En el ámbito del Derecho y, específicamente, en la Constitución y el Código Penal de todos los países, la vida de las personas se halla consagrada como el “bien jurídico más importante” de todos. Sin embargo, pareciera que fuera solo letra muerta, o en el mejor de los casos, la frase fuera válida para cierto grupo de personas, pero no para otros.
¿Por qué razón digo esto? Pues, porque resulta un tanto curioso el hecho que los medios de comunicación “valoran” –noticiosamente, se entiende– más la muerte de una persona joven que el suicidio de una persona adulta mayor.
Una explicación para este desbalance noticioso, podría ser la idolatría exagerada que le damos a la juventud, con lo cual, pareciera que nos olvidamos que la tragedia que representa la pérdida de la vida de una persona mayor, es tan importante como la del joven: la del primero, porque se pierde un montón de conocimientos, experiencia y sabiduría que todavía podría entregar este adulto mayor a la sociedad, en tanto que el segundo, por no haber podido desarrollar, vivir y entregar a esta misma sociedad todo el potencial contenido en su persona.
Pareciera, asimismo, que la sociedad se comportara ante estos dos “tipos de muerte de una manera economicista”, es decir, poniendo en la balanza el “principio del costo de oportunidad” versus el “principio del costo hundido”, en que el primero alude al alto costo en el que incurre la sociedad cuando no es capaz de prevenir la muerte de una persona joven –por la pérdida de productividad futura que ello implica para la sociedad–, en tanto que el segundo principio, hace alusión a aquellos costos retrospectivos en los cuales se incurrió en el pasado y que no pueden ser recuperados.
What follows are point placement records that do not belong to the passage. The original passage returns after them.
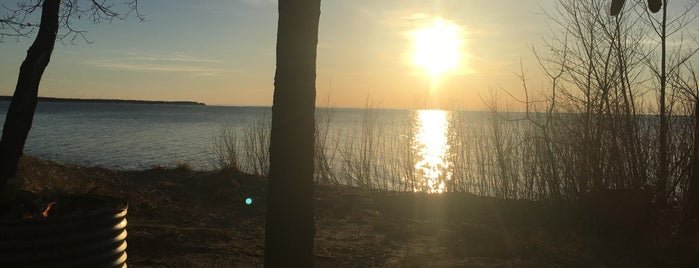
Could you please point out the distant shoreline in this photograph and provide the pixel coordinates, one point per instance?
(51, 99)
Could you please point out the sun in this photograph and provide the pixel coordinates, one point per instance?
(437, 47)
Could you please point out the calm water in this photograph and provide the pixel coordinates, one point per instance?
(137, 136)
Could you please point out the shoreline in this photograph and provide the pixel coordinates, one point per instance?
(78, 100)
(180, 217)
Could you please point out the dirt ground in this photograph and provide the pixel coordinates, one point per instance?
(183, 218)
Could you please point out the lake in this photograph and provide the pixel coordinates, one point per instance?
(361, 146)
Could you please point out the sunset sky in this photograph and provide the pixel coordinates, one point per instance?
(221, 52)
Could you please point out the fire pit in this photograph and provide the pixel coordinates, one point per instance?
(72, 231)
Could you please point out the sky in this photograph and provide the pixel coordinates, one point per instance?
(221, 52)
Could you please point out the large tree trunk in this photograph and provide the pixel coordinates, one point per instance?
(20, 114)
(290, 225)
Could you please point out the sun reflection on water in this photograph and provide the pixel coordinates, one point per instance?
(431, 144)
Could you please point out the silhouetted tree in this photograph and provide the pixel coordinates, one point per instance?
(290, 224)
(16, 23)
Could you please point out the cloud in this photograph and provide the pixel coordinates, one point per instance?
(165, 63)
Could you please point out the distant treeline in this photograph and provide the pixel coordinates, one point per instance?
(50, 99)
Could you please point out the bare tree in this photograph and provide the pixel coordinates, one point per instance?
(290, 225)
(56, 23)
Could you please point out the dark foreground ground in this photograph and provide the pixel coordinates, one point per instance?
(183, 218)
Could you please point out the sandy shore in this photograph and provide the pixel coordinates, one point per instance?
(183, 218)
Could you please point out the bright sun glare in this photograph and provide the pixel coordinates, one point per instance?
(437, 47)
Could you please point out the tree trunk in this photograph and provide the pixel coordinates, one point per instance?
(20, 114)
(290, 225)
(663, 161)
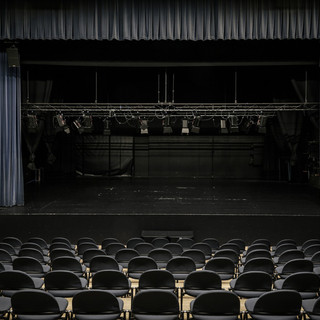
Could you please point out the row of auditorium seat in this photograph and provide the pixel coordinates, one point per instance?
(158, 304)
(37, 258)
(203, 284)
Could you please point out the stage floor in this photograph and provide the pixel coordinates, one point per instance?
(170, 196)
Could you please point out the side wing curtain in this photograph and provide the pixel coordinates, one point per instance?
(11, 175)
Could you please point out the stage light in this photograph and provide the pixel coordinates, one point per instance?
(185, 128)
(13, 57)
(78, 126)
(62, 123)
(166, 126)
(106, 127)
(196, 125)
(261, 123)
(32, 122)
(223, 126)
(234, 124)
(144, 127)
(87, 122)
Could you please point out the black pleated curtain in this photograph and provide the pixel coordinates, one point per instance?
(160, 20)
(11, 176)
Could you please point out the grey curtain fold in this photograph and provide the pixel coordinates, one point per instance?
(160, 20)
(11, 175)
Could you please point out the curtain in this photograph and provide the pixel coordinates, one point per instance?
(11, 175)
(159, 20)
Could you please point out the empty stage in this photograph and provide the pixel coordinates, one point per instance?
(123, 207)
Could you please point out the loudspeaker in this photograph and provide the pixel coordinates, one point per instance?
(13, 57)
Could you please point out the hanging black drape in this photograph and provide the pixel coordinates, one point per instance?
(11, 176)
(159, 20)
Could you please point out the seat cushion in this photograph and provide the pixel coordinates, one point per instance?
(5, 304)
(250, 303)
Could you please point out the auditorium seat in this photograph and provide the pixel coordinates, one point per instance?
(198, 282)
(15, 280)
(99, 263)
(239, 242)
(275, 305)
(123, 256)
(138, 265)
(107, 241)
(37, 304)
(112, 281)
(9, 248)
(231, 246)
(258, 253)
(64, 240)
(180, 267)
(287, 256)
(258, 264)
(98, 305)
(220, 304)
(57, 253)
(251, 284)
(90, 254)
(197, 256)
(212, 242)
(293, 266)
(5, 306)
(143, 248)
(15, 242)
(132, 242)
(31, 266)
(223, 266)
(156, 279)
(254, 247)
(41, 242)
(159, 242)
(155, 305)
(112, 248)
(63, 283)
(175, 248)
(312, 308)
(306, 283)
(69, 264)
(161, 256)
(186, 243)
(204, 247)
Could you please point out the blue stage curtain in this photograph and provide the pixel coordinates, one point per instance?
(11, 175)
(160, 20)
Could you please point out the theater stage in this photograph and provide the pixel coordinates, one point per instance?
(124, 206)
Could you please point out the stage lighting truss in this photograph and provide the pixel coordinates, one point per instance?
(167, 129)
(161, 110)
(32, 122)
(144, 126)
(196, 125)
(61, 122)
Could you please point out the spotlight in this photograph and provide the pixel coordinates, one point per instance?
(234, 124)
(144, 127)
(106, 127)
(185, 128)
(32, 122)
(166, 126)
(78, 126)
(196, 125)
(261, 123)
(223, 126)
(87, 122)
(62, 122)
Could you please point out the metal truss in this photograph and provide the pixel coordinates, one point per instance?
(161, 110)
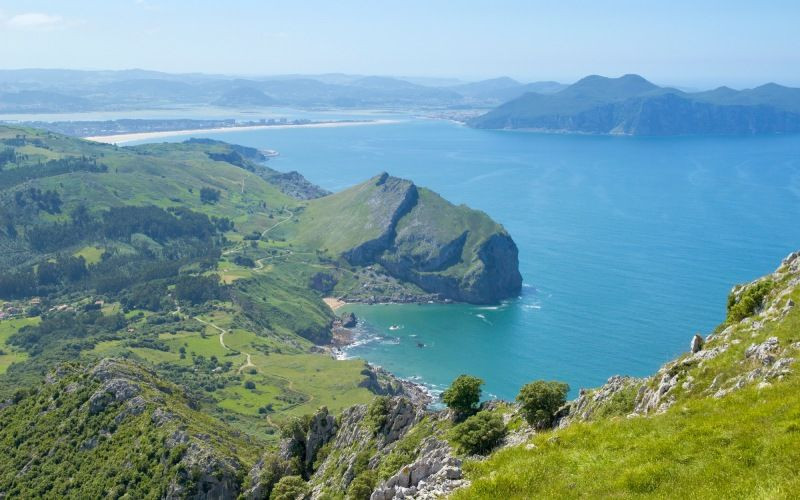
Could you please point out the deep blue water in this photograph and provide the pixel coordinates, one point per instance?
(628, 246)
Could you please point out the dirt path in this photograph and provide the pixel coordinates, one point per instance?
(248, 363)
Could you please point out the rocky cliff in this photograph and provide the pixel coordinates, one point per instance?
(630, 105)
(417, 237)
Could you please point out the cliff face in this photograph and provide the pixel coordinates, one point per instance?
(418, 237)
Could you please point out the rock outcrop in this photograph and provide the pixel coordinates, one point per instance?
(434, 474)
(453, 253)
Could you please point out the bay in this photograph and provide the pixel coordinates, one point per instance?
(628, 245)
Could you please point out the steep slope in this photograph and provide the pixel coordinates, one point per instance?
(244, 97)
(115, 429)
(458, 253)
(633, 106)
(719, 422)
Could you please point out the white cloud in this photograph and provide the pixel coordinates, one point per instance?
(35, 21)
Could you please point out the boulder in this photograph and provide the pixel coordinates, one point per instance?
(697, 344)
(349, 320)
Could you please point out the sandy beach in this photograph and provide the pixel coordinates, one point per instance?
(144, 136)
(334, 303)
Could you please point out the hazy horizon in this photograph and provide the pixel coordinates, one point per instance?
(694, 45)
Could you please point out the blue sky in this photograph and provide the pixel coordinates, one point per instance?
(690, 43)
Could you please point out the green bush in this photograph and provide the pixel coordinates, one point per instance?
(540, 400)
(479, 433)
(376, 413)
(463, 395)
(361, 487)
(749, 301)
(289, 488)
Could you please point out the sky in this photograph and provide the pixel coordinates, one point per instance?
(696, 44)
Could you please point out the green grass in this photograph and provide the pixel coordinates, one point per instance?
(90, 253)
(743, 445)
(7, 328)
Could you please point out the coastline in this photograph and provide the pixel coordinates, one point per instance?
(334, 303)
(143, 136)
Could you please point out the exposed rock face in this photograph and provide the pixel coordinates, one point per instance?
(205, 476)
(696, 344)
(295, 185)
(393, 200)
(450, 252)
(321, 430)
(383, 383)
(434, 474)
(349, 320)
(356, 435)
(585, 406)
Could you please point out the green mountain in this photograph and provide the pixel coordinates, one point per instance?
(198, 263)
(416, 236)
(244, 97)
(720, 421)
(631, 105)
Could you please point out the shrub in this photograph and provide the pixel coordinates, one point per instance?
(209, 195)
(749, 301)
(479, 433)
(376, 413)
(289, 488)
(463, 395)
(361, 487)
(540, 400)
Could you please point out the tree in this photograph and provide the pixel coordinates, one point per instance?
(289, 488)
(479, 433)
(463, 395)
(540, 400)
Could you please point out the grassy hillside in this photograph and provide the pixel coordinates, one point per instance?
(725, 423)
(631, 105)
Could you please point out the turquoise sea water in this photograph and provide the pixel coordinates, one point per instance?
(628, 246)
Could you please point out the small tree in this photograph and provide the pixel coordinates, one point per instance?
(540, 400)
(289, 488)
(463, 395)
(479, 433)
(209, 195)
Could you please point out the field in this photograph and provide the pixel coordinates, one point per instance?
(10, 355)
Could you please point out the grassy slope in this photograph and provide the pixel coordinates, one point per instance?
(343, 220)
(435, 222)
(172, 175)
(743, 445)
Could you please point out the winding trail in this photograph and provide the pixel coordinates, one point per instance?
(248, 363)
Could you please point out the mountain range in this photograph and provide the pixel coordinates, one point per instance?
(27, 91)
(631, 105)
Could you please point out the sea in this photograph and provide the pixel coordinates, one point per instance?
(628, 246)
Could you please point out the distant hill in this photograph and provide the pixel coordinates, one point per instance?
(39, 101)
(631, 105)
(243, 97)
(69, 90)
(504, 89)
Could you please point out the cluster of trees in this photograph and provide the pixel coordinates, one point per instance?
(198, 289)
(67, 325)
(480, 431)
(209, 196)
(7, 155)
(14, 176)
(48, 201)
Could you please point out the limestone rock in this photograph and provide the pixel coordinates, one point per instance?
(697, 344)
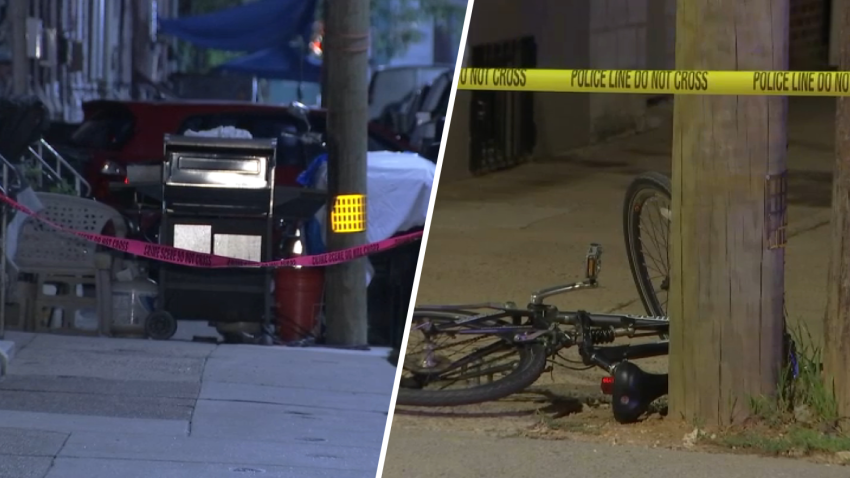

Cada cierto tiempo nos enteramos a través de las noticias acerca del caso dramático de una pareja de ancianos que muere de inanición –o si usted lo prefiere, de hambre–, o de otra pareja afectada de cáncer que vivía sola, en precarias condiciones y con una pensión miserable, la cual, finalmente, opta por el suicidio.
Alguien se preguntará… ¿y qué tiene que ver la ingratitud y la indiferencia de nuestra sociedad con los adultos mayores? Muy simple: el bienestar que está disfrutando, hoy en día, una parte importante de la población se debe, justamente, a ese contingente de adultos mayores que, en su momento, se deslomó trabajando y se sacrificó para hacer del país una mejor nación.
Y… ¿cuál ha sido el pago del Estado y de la sociedad civil hacia estas personas?Pues observar indiferentes, cómo miles de ellos deben ir a recoger los rastrojos que dejan los feriantes con el fin de poner algo a cocinar en la olla, mirar de lejos cómo sobreviven ante la falta de dinero y de atención médica oportuna, en definitiva, observar pasivamente cómo deben llevar una vida indigna e inmerecida en la parte final de sus vidas, es decir, cuando más necesitan de toda nuestra atención, cuidado, respeto y gratitud.
Ni siquiera quiero entrar a analizar los grandes abusos que, demasiado a menudo, se cometen en contra de miles de adultos mayores, ya sea, en pseudo “hogares de ancianos” administrados por sujetos inescrupulosos que no tienen empacho ni vergüenza alguna en engañar económicamente a estos adultos mayores al obligarlos a vivir en condiciones que sólo podrían describirse como infrahumanas y no propias del siglo XXI, o bien, a causa del trato abusivo que reciben por parte de algunos de sus propios familiares, quienes se aprovechan de sus pensiones y bienes personales, además de propinarles una serie de malos tratos físicos y psicológicos.